For instance, if the last operation during computing a hash function was the kind of integer multiplication where the result has the same length as the operands, then the top bits are the best (because they depend on more of the input bits than the bottom result bits).
On the other hand, if the last operation during computing a hash function was the kind of integer multiplication where the result has a length that is the sum of the lengths of the operands (i.e. where the high bits of the result are not discarded), then the best bits of the result are neither the top bits nor the bottom bits, but the middle bits, for the same reason as before, they are the bits that depend on more of the input bits than either the bottom bits or the top bits of the result. (This fact becomes obvious if you do a long multiplication with pen on paper. After you compute the partial products and you start to add them, you can see that when computing either the top digits or the bottom digits you need to add much less digits from the partial products than when you compute the middle digits, so the middle digits are more thoroughly mixed as functions of the input digits.)
When the last operation is an addition, because the carry bits propagate from the bottom bits towards the top bits, the top bits are the best, because the higher a bit is in the result there are more input bits on which it depends.
And since most languages require each data type to provide its own hash function, you kind of have to assume that the hash is half-assed and bottom bits are better. I think only Rust could make decisions differently here, since it's parametric over hashers, but I haven't seen that done.
Nowadays swisstable and other similar hashtables use the top bits and simd/swar techniques to quickly filter out collisions after determining the starting bucket.

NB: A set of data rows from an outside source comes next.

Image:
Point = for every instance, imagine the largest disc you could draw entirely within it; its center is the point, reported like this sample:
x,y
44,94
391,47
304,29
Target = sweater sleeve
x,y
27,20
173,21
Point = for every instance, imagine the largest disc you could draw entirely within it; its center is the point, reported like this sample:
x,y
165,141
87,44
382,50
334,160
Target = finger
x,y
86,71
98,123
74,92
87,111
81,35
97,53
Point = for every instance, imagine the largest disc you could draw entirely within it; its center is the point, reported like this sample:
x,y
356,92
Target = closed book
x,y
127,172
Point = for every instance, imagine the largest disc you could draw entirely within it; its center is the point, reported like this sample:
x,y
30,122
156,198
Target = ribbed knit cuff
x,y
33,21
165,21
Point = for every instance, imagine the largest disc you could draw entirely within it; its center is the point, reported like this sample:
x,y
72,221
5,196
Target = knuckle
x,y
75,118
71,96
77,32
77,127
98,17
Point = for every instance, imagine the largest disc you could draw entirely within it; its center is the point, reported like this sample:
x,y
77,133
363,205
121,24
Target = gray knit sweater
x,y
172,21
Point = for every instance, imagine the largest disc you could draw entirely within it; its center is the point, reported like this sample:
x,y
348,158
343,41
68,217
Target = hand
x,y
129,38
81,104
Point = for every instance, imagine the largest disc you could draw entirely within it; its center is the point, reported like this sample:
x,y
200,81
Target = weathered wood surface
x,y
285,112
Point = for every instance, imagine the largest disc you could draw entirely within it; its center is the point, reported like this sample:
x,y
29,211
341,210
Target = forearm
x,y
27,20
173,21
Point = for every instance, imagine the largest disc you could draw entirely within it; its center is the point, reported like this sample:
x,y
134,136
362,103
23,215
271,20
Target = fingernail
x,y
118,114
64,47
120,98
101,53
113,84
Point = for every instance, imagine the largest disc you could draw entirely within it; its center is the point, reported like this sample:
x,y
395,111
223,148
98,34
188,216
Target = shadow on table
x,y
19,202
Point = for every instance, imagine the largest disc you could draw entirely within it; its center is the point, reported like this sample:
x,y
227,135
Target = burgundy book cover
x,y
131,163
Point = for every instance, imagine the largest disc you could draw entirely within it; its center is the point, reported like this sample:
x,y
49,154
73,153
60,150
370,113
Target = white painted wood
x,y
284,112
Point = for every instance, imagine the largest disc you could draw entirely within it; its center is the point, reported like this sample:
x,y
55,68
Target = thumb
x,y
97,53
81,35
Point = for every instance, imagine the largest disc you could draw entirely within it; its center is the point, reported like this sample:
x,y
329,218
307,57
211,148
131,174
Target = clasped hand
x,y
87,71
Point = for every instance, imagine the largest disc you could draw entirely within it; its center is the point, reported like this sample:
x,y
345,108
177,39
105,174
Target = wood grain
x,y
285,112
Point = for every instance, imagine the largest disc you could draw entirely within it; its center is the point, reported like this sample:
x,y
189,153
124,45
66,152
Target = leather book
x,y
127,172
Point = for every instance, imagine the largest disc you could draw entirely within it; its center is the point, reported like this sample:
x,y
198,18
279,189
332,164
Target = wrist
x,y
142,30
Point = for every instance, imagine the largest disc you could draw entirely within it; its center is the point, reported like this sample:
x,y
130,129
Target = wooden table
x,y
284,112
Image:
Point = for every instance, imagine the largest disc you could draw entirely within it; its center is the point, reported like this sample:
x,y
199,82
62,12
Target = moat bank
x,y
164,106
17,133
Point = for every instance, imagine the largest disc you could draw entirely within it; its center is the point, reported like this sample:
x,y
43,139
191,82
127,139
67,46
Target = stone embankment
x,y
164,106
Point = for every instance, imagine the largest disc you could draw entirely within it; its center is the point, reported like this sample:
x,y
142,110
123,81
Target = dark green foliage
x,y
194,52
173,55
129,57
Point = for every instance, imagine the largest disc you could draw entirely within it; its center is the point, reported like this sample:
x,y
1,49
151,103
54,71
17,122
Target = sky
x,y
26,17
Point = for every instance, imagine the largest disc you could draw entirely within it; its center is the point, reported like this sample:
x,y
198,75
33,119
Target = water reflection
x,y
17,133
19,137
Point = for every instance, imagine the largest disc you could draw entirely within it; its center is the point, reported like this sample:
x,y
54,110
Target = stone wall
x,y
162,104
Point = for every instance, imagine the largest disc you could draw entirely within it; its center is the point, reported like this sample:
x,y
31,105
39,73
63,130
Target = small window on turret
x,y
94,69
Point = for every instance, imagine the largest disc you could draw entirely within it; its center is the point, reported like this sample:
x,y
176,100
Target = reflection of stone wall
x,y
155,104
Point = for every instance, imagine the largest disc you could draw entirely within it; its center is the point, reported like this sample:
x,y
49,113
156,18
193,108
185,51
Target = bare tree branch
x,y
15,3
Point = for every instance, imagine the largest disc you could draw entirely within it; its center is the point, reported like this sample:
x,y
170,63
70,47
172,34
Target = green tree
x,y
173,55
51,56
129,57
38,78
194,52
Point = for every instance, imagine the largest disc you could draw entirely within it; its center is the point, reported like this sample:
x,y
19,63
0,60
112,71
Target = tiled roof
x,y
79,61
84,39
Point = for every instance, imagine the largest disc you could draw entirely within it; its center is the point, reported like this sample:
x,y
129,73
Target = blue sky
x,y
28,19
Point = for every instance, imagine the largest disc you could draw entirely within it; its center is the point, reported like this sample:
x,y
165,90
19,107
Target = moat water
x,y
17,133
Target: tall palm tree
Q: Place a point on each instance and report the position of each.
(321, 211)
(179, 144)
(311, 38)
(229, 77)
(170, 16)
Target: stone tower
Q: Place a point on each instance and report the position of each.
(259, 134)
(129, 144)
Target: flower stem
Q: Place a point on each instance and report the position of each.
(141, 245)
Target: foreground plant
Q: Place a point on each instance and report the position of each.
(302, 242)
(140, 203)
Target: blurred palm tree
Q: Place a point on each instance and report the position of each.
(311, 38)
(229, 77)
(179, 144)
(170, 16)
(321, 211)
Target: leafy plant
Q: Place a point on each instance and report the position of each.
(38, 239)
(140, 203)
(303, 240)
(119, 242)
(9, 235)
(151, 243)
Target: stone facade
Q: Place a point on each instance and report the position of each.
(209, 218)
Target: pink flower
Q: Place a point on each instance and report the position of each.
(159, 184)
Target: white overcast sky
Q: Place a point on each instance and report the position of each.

When other operations are used, there may be other bits with higher entropy. For example, when full-length multiplication is used (i.e. where the length of the result is the sum of the lengths of the operands), the middle bits have the highest entropy, not the top bits. On CPUs like the Intel/AMD x86-64 CPUs, where fast long multiplication instructions are available, this can be exploited in more performant hash functions and PRNGs.
In hash functions, additions and multiplications are frequently used together with rotations, in order to redistribute the entropy from the top bits to the bottom bits, during the following operations.